The twig rolled her eyes dramatically. “Oh, Forest! It’s been such a day. And now look at me. Just look at me,” she whined.
Forest and I looked her up and down. If there was something we were supposed to acknowledge, it was lost on me. The woman looked perfect as I pulled one more stitch, knotted my thread for security, and stepped back to let Forest admire his masterpiece.
He stepped in front of me since I’d worked my magic and was no longer needed. He took the twig’s hands in his own and leaned close to murmur something in her ear.
Whatever it was, he’d done the right thing, because her face instantly brightened. She was ready to walk, and he led her by the hand to the backstage area where the rest of the models had assembled. In the moments before they were to go on, they looked bored, not to mention hungry, standing there with their arms crossed and chatting amongst themselves.
What did models talk about with each other?
“You’re so skinny. Wow.”
“Oh no, you’re much skinnier. And prettier, too.”
“No way, you’re prettier ”
And on, and on 
Anyway, I could only guess what they conversed about, because they didn’t talk to me, or any of my coworkers, unless they wanted something like a glass of water or a carrot stick to suck on. 

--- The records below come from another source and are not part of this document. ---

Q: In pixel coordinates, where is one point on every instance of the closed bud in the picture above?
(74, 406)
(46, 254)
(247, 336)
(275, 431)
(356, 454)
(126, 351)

Deafening show music began to play as people with headsets ran around like maniacs, and the first set of models marched out onto the runway in Forest’s latest designs. I waited where he and the twig had left me—she’d return in moments, and I had to help her into her next outfit. While cooling my heels, I waved across the room at my coworker, Muse, over on the men’s side, dealing with male models and their outfits. I envied his job. Working with the guys was a breeze compared to some of the bitches I had to contend with.
My twig returned with a light sheen of perspiration on her forehead, which a deft makeup artist dabbed away. Not to make excuses for her bitchiness, but I knew the runway lights were hot and being sewn into a garment was not exactly comfortable. As soon as she held still, I took my stitch ripper and ran it up the seam I’d just sewn to close her in. With a couple pushes and pulls, I slipped the garment off and helped her step into the next one. 
I stood back to make sure she was good to go and nodded. She ran to line up again with her group, shook her head and rolled her shoulders, and plunged into the spotlight.
Since each model was to wear only two outfits, I was pretty much done. I sneaked out the back of the stage to stand unnoticed in the audience and watch the show just like the few hundred guests attending that morning. 
The models came marching down the catwalk, first the women and then the men, all wearing the same disinterested expression, which was exactly what Forest wanted. And if Forest was happy, we were all happy.
Twig after twig did that weird runway walk models do where they take longer than natural steps, putting each foot in front of the other to create a funny sway that made them look both awkward and badass at the same time.
Then, the male models came. They had their own weird way of walking, too, where they moved their shoulders back and forth in a pseudo masculine move that no normal man would ever actually use. 
But I had to say, as odd as their runway walk was, they were freaking drop-dead gorgeous. While a lot of the male models were androgynous to the point of actually appearing interchangeable with the women, our shows always used the butchest men Forest could find. Actually, he didn’t find any of them. The agency that helped us put on our shows found them. Forest just approved them; a job he relished. 
I found an empty seat and settled into it, making sure I was in the shadows where no one could find me. I had to see as many of the outfits as possible come down the catwalk, especially the men’s wear ones I had worked on, but I didn’t want Forest to think I was slacking. He was actually an awesome guy and great boss, but during the shows, he’d whip himself into an insufferable lather, for which he’d later apologize. 
During the last show we had, when we were backstage and the models and guests had all left, he bent over a trashcan and puked his guts up.
Because fashion was glamorous, right?